Commercial buyers should leave 60 days for due diligence, and use more caution with transactions.
By John Weaver, The Business Journals, February 1, 2023
The last 24 to 30 months were a strange time to buy and sell real estate, both commercial and residential. Numerous factors contributed to that, particularly pandemic conditions and incredibly low interest rates. The result was an epic seller’s market where many conveyancing norms were ignored or discarded. As real estate transactions begin to more closely resemble the prepandemic market, what skills and processes should sellers and buyers relearn?
Buyers should remember that “due diligence” is not a four-letter word. Far too frequently over the last two years, I saw purchasers waive physical inspections of homes, environmental investigations and surveys because they did not want to lose a property. Rightly or wrongly, since mid-2020, many purchasers acted under the belief that the seller had an eager backup, one who would buy the property without checking if there were encroachments, improperly permitted alterations, municipal ordinance violations, etc. Many of those buyers found issues after the closing that they would have discovered during a standard due diligence review and regretted not conducting that.
In a commercial purchase, buyers should remember that 30 to 60 days for due diligence is reasonable and appropriate, that they can ask sellers to produce existing property documents (including surveys, environmental assessments, insurance policies and leases), and ordering their own surveys and Phase 1 investigations can be beneficial even if there is no lender requiring them. Residential buyers should only waive a home inspection as a last resort or when they are going to tear down the home and there aren’t other factors that warrant an inspection, like an old heating system and oil tank.
Representation, warranty, financing and negotiation
Similarly, purchasers should relearn the art of representation and warranty. It is not unreasonable to request that the seller make representations about the state of the property, including that there are no conditions at the property that constitute a violation of law, there are no open building permits, there are no underground storage tanks and those representations survive for some period after the closing. The seller may object or refuse, but it is not unreasonable to ask.
Although this might be apparent, financing is much more expensive than it has been, so buyers need to consider this when looking to purchase a property. They should adjust their price range and be prepared to work with the lender to satisfy their due diligence concerns. Most commercial lenders will want the survey exception waived from a title insurance policy and a Phase I conducted. Sellers may be less willing to offer seller financing because of the economic outlook over the next 12 months, although sellers should think about that (see below). Given that outlook, it is prudent to carefully review (and possibly negotiate) the default provisions of your loan agreement and the mortgage securing the property as collateral.

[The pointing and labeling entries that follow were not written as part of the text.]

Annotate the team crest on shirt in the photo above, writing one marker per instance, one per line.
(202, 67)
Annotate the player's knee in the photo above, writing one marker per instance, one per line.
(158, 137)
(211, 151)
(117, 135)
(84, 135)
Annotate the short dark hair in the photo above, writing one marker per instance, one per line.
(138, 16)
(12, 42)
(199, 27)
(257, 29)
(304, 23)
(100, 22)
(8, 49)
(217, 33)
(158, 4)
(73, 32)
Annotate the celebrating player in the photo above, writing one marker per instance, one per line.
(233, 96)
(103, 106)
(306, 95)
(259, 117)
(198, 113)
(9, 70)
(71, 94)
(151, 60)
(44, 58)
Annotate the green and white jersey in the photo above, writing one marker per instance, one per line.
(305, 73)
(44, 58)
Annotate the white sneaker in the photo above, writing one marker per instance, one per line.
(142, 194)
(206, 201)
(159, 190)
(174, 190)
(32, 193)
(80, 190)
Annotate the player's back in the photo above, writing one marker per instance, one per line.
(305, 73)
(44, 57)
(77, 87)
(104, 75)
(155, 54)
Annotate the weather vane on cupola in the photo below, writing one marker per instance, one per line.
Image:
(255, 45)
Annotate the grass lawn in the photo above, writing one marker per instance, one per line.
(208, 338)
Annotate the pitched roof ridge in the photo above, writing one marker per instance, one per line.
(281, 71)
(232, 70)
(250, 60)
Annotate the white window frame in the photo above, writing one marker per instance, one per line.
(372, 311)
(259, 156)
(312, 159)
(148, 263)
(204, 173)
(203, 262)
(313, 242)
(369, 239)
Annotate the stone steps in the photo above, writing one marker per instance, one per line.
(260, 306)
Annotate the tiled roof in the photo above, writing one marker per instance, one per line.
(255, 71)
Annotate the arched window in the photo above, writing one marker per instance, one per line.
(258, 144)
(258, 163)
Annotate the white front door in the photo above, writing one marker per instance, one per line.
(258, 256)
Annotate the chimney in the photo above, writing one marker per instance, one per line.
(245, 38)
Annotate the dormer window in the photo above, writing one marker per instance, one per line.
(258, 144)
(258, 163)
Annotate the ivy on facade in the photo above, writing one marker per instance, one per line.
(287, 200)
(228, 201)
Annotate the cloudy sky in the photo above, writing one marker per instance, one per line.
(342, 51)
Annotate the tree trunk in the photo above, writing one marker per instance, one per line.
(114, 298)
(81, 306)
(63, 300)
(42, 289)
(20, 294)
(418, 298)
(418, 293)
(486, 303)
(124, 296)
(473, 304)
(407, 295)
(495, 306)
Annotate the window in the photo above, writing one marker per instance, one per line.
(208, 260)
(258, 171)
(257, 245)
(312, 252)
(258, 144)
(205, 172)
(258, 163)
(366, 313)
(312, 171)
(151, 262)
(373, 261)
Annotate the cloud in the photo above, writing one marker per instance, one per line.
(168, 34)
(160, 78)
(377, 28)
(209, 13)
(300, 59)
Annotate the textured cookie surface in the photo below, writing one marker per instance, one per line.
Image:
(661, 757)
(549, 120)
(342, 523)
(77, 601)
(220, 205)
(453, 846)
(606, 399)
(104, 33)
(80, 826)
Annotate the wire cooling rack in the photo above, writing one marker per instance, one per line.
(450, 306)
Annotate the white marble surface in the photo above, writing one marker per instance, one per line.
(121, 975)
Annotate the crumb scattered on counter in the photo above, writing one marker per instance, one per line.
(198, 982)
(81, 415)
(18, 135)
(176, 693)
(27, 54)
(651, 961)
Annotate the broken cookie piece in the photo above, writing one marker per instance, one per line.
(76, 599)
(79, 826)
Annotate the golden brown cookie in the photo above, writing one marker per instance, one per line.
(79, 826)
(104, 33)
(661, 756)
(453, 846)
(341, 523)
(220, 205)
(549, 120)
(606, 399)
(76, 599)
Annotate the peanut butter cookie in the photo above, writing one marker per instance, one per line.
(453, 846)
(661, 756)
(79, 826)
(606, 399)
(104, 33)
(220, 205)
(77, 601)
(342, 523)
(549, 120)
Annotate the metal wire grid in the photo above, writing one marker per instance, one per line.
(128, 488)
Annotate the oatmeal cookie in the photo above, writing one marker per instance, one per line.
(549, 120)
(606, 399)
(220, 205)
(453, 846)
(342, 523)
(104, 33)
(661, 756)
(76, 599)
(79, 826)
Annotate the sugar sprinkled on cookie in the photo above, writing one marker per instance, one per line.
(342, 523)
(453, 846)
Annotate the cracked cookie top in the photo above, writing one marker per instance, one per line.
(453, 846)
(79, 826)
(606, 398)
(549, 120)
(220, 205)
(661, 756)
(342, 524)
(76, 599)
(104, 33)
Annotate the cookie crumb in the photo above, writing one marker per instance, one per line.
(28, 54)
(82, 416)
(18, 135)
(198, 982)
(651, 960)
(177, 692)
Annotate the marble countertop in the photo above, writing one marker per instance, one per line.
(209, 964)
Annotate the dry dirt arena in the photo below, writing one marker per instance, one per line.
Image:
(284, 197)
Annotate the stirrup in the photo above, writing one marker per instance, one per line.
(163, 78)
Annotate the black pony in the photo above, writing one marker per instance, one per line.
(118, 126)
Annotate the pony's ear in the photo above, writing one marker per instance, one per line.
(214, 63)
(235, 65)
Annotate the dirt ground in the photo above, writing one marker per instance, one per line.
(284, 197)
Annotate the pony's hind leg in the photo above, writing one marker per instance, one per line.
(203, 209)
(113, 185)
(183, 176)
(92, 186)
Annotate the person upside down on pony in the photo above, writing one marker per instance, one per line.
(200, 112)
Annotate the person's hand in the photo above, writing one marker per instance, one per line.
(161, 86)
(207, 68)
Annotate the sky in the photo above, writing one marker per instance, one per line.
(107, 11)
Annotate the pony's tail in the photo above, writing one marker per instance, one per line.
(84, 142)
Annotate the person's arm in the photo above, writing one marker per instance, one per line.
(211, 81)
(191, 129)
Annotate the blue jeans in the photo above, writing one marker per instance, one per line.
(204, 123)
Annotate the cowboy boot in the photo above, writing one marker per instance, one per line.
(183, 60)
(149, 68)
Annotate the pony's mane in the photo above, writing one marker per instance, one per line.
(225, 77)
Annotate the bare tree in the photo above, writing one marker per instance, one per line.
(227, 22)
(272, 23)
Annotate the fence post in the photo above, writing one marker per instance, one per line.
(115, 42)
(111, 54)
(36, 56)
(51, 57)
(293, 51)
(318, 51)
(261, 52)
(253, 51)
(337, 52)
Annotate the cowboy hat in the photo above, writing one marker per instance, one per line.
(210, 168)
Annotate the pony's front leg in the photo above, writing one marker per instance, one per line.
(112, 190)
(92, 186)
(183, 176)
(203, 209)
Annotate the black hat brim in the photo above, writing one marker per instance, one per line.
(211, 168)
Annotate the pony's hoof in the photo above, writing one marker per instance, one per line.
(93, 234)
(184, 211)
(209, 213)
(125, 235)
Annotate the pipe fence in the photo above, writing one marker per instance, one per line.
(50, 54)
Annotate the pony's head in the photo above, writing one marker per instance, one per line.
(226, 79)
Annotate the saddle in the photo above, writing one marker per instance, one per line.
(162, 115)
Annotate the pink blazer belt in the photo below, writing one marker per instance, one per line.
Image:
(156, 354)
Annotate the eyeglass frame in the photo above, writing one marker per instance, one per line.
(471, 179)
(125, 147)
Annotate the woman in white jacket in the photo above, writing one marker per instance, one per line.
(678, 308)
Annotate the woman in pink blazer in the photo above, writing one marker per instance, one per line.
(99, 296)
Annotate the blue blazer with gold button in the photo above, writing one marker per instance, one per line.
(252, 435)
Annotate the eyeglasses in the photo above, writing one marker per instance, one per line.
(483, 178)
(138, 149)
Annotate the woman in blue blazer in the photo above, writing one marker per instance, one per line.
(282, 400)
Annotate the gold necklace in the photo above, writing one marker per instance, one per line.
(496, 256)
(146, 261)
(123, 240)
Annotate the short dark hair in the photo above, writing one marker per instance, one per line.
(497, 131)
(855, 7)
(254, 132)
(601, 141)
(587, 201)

Sellers should reevaluate their negotiating position. Many will not have the leverage they had in 2021 or 2022. If that’s true, they should be prepared to concede points they have not had to, including due diligence inspections and representations about their property.
More cautions for buyers and sellers
With financing more expensive, buyers and their lenders will want to take a closer look at their investment to confirm it is worth the price. In some cases, they might object to issues that were not red flags recently. Buyers might insist that sellers obtain a certificate of compliance to address an old order of condition before closing or require that some of the purchase price be held in escrow pending the post-closing recording of a certificate. Buyers might also insist that representations survive closing because they are concerned their investment will be devalued by something like an open building permit or undiscovered malfunction in a building system.

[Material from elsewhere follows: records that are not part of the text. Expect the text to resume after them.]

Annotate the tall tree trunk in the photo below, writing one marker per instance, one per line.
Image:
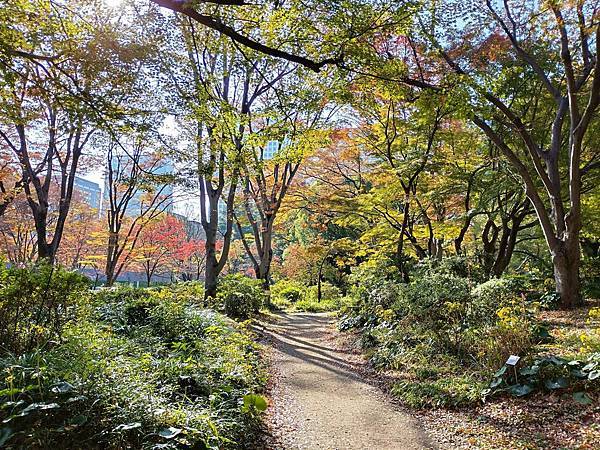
(565, 259)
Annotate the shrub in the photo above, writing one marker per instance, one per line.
(286, 292)
(239, 296)
(178, 378)
(329, 292)
(489, 297)
(35, 304)
(549, 373)
(457, 266)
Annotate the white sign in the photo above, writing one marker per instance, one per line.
(512, 360)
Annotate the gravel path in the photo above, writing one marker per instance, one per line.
(319, 400)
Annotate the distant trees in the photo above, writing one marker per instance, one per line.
(59, 85)
(136, 196)
(161, 244)
(529, 74)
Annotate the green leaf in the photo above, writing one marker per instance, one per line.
(5, 435)
(62, 388)
(496, 382)
(519, 390)
(500, 371)
(127, 426)
(559, 383)
(78, 420)
(527, 371)
(255, 401)
(169, 433)
(39, 407)
(557, 361)
(582, 397)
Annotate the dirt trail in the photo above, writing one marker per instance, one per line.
(319, 400)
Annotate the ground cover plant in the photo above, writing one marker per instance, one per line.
(135, 368)
(449, 337)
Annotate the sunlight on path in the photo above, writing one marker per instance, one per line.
(320, 402)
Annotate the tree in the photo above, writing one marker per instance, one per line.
(159, 243)
(65, 80)
(536, 101)
(285, 131)
(137, 194)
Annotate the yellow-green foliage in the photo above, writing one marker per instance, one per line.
(590, 340)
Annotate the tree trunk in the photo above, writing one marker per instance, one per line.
(211, 273)
(566, 274)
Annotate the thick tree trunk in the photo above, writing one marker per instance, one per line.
(566, 274)
(211, 272)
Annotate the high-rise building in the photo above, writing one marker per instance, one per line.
(89, 190)
(134, 207)
(270, 149)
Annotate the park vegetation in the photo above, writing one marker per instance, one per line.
(428, 170)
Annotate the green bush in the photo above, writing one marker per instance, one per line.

With financing more expensive, sellers may also want to reconsider related issues, including asking price, seller financing and seller fit-up work. Not all sellers will be able to serve as their buyers’ lender, but some sellers may find a viable way to get to closing. Another financing concern: I have seen sellers have to renegotiate purchase and sale agreements when they were unable to secure their own financing to perform fit-up work the agreements required as a closing condition.
As real estate transactions change to reflect new market conditions, buyers and sellers should dust off the skills and processes that they relied on before the pandemic. They still create valuable protections and can help get deals closed.